Todo apunta que mañana puede ser un desastre para el partido demócrata, y que ambas cámaras caerán en manos republicanas. Y McBride, nada, adiós muy buenas. El mitin del sábado por la noche estuvo bastante cortito, y no fue mucha gente, en comparación con el de Gore en el mismo sitio hace dos años.
La única manera es sacando el voto negro, masivamente, a las urnas. Pero eso me parece cada vez más quimérico, en el sentido que nadie parece muy emocionado con McBride. Su mejor virtud es que no es el idiota de Bush.
Debe ser indicativo de lo mal organizada que está su campaña. Mañana me toca ser un observador en su nombre, y no sé todavía dónde voy a estar.
Los republicanos te pueden caer bien o mal (para mí es lo último), pero el trabajo que han hecho para identificarse con la bandera y el patriotismo, que siempre está tan a flor de piel en Estados Unidos, ha sido genial. Los demócratas han sido unos peleles los últimos 14 meses, y a los pocos que votan (un 33% del electorado) no les sientan bien las medias tintas.

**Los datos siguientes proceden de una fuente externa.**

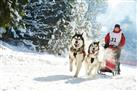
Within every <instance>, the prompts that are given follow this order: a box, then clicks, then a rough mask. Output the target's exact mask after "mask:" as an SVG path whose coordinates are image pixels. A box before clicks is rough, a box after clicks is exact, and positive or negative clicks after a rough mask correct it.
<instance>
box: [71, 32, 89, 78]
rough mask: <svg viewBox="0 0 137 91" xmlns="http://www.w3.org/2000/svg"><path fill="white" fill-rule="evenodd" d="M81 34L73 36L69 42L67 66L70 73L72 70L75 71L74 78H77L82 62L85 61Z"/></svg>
mask: <svg viewBox="0 0 137 91" xmlns="http://www.w3.org/2000/svg"><path fill="white" fill-rule="evenodd" d="M84 43H85V42H84V38H83V34H77V33H76V34H75V35H74V36H73V37H72V40H71V46H70V49H69V64H70V66H69V67H70V71H72V70H73V69H74V67H73V66H75V68H76V71H75V75H74V77H77V76H78V74H79V71H80V69H81V66H82V62H83V61H84V59H85V55H86V54H85V49H84V47H85V44H84Z"/></svg>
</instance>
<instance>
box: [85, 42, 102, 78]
mask: <svg viewBox="0 0 137 91" xmlns="http://www.w3.org/2000/svg"><path fill="white" fill-rule="evenodd" d="M99 48H100V47H99V42H93V43H91V44H90V45H89V48H88V54H87V56H86V59H85V67H86V74H87V75H88V76H89V77H90V78H94V77H95V75H96V74H97V72H98V71H99V69H100V65H101V62H100V61H99V58H98V55H99Z"/></svg>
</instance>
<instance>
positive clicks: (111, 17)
mask: <svg viewBox="0 0 137 91" xmlns="http://www.w3.org/2000/svg"><path fill="white" fill-rule="evenodd" d="M107 3H108V8H107V10H106V12H105V13H104V14H101V15H99V16H98V18H97V21H98V22H100V23H101V24H102V26H103V29H102V31H109V30H108V29H113V26H114V24H116V23H119V24H121V21H123V20H124V19H125V17H129V20H130V21H131V22H133V24H135V25H134V27H136V20H137V17H136V15H137V9H136V8H137V6H136V4H137V0H108V2H107ZM122 28H124V29H125V30H124V31H126V28H127V26H126V25H123V26H122Z"/></svg>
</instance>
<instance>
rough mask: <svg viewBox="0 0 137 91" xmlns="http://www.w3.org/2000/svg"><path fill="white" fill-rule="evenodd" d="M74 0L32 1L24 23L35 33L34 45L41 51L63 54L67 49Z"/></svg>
mask: <svg viewBox="0 0 137 91" xmlns="http://www.w3.org/2000/svg"><path fill="white" fill-rule="evenodd" d="M70 2H73V0H70V1H66V0H30V1H29V3H28V5H27V6H26V7H25V13H26V16H25V17H23V22H24V23H25V24H26V28H27V29H29V30H30V31H31V32H32V33H33V36H32V37H33V39H34V40H32V41H33V43H34V44H35V45H37V49H38V50H40V51H44V50H46V51H48V52H49V53H54V54H62V52H63V51H64V50H65V48H67V46H66V45H67V44H68V37H69V32H70V31H69V30H68V29H67V27H68V25H69V22H70V21H71V19H70V18H71V9H72V7H71V5H70Z"/></svg>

En resumidas cuentas, en 48 horas me imagino que estaré escribiendo sobre cómo esto pone una presión enorme sobre Bush, pues ya no tiene excusa.
Lo peor de todo, sin embargo, es que hay cientos de candidatos a jueces federales que no han sido nombrados por el Senado. Entre estos hay verdaderos trogloditas, personas que serían expulsadas de Fuerza Nueva o del Frente Nacional de Le Pen, por reaccionarias. No sólo tienen un modelo de estado que se pliega absolutamente a la administración, sino que además tienen una visión social del siglo XIX.

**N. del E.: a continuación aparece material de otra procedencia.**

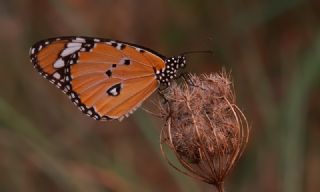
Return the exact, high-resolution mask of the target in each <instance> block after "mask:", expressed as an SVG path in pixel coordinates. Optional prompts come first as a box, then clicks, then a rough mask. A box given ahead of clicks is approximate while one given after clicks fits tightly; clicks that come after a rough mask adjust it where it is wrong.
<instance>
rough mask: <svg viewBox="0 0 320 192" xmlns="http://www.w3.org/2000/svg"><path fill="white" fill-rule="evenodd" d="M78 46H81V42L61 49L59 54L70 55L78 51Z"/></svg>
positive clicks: (63, 55) (62, 56)
mask: <svg viewBox="0 0 320 192" xmlns="http://www.w3.org/2000/svg"><path fill="white" fill-rule="evenodd" d="M68 45H69V44H68ZM80 48H81V44H80V46H74V47H68V48H66V49H64V50H63V51H62V53H61V56H62V57H65V56H67V55H71V54H72V53H74V52H76V51H78V50H79V49H80Z"/></svg>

Por mi parte, estoy cansado. Llevo casi tres semanas sin parar, y esta semana viene menuda también.
7 de abril. Ese día fue el último en el que el mercurio estuvo por debajo de los 20 grados centígrados. No quiero pasarme otro largo verano (que todavía no ha acabado; el martes pasado la máxima fue 33 grados) en Miami, la verdad.